BBB members know what’s expected
Sun., Jan. 23, 2005
From time to time in this column I mention the names of companies whose memberships in the BBB have been revoked. Last year, the board of directors expelled 15 member companies, which set a record. Who were the 15? Why so many? And what does it take to warrant a BBB revocation?
When a company applies for BBB membership, we check credit and licensing to make sure we’re dealing with someone who does business the right way. The company has to have a clear record with us — meaning if there have been complaints they’ve been resolved — or we won’t accept an application. If customers see the BBB “torch” logo when they walk into a store or shop online, they know they’re dealing with a company that’s proud to stand behind its services, endorses the BBB code of ethics, and has pledged to handle complaints at a high level.
Problem is, sometimes when tested, a company decides that playing fair is too difficult, and revocation results.
Of the 15 revocations last year, 10 companies are based in the Spokane-Coeur d’Alene area:
National Marketing Solution faced action by the Washington Attorney General’s office related to its marketplace conduct. That government action against the company was severe enough to violate BBB standards.
URL Motorsports of Hayden, ID, and Mr. House Painter of Spokane each chose not resolve a customer complaint. In the BBB’s process, if normal conciliation fails we move to arbitration or mediation for resolution. These firms declined to follow through on their agreement with the BBB to resolve complaints.
Professional Crane Inspection of Liberty Lake did enter into mediation with the other business involved, but not in the spirit of resolution. In some cases, parties come into mediation with absolutely no intent to resolve, or the company sends a representative who doesn’t have decision-making power. Those tactics defeat the purpose of resolution.
Metropolitan Mortgage & Securities, the bankrupt investment company that’s currently the subject of multiple investigations, was revoked for obvious reasons. One BBB standard is “refraining from activities that reflect poorly on the BBB or the other members.”
Washington Mutual was an interesting case. TheLocalBBB had no problem with the local operations of the Seattle-based bank, but its mortgage division, based in California, and its corporate headquarters both have been subjects of unfavorable reports. BBB operating standards dictate we must revoke local memberships when a company’s headquarters has an unsatisfactory report. The logic behind this policy is that operating standards are (or should be) set and enforced from the top.
Spokane’s Max Theater, also known as maxtheater.com, failed to alter confusing advertising on its Web site. The BBB attempted to work with the company to clarify those claims, but the company failed to cooperate. Look for more focus on advertising review from TheLocalBBB in 2005.
Responding to our calls and letters about complaints is pretty basic, but three companies chose not to uphold this most basic of membership standards: G & D Haaheim, also known as As Seen On TV, of Dalton Gardens; Affordable Auto Sales, of Spokane; and North American Coatings, of St. Maries, Idaho.

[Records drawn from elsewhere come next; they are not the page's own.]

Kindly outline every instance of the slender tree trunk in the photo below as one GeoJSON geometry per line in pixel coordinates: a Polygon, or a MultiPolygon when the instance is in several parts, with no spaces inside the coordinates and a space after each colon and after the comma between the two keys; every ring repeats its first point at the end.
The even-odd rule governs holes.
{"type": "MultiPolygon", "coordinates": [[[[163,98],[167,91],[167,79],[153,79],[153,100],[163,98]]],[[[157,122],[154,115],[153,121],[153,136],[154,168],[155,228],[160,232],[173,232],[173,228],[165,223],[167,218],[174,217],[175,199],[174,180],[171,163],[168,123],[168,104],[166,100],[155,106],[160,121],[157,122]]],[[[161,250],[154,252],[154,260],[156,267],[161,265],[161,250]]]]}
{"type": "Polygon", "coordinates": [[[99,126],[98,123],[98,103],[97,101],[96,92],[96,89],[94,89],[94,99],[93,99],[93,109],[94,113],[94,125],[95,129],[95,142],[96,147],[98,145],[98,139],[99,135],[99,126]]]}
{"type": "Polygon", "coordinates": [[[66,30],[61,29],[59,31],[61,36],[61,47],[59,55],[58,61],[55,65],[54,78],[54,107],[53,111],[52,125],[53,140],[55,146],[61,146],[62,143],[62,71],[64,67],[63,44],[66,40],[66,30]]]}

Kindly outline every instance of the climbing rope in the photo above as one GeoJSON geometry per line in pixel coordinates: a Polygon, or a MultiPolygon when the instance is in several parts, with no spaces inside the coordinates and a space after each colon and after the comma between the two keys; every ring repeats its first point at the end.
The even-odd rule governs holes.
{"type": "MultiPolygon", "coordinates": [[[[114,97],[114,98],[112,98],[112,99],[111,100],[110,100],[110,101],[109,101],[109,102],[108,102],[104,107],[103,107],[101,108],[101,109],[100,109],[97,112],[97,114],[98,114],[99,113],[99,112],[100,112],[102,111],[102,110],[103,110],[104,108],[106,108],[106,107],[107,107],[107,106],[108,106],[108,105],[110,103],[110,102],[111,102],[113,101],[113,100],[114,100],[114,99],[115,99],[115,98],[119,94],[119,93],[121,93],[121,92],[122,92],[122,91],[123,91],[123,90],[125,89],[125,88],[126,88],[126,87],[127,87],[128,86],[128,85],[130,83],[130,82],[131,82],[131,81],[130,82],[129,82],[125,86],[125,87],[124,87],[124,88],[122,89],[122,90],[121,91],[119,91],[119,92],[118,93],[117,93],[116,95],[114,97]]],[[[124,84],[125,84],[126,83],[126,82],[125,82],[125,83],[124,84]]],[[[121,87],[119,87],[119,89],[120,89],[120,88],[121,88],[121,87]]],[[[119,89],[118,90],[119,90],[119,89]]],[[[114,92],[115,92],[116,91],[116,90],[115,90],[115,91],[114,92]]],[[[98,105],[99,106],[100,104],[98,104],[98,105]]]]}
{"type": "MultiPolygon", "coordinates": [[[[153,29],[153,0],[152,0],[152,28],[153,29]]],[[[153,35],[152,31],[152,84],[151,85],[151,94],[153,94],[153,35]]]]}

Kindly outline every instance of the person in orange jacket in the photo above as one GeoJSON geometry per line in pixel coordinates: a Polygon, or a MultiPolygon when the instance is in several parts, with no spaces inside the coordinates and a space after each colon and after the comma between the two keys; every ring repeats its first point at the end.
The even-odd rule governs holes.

We are in the resolution and information business. Buyers seek out our reliability reports in ever-increasing numbers. The majority of the complaints we handle are against businesses that are not BBB members, but inquiries are fair game for everyone. This is the main reason why we strive to make sure our reports honestly reflect the facts, including government actions, revocations and in some cases, lack of licensing.
TheLocalBBB’s board of directors and members are committed to making sure that the BBB standards are meaningful.
A company is offered ample opportunity to avoid revocation, and can appeal the decision to the board’s standards committee if they choose to do so. The BBB’s board is composed of business leaders and owners from North Idaho and Eastern Washington. BBB staff doesn’t make those decisions.
We’re an odd duck: while our major support is membership dollars, if a company doesn’t measure up, we won’t take the dollars in the first place. And if a member chooses to violate BBB standards, even after it has paid its dues, we reserve the right to revoke those memberships and publicize them.
Bottom line? If a company accepts BBB membership, it knows what’s expected.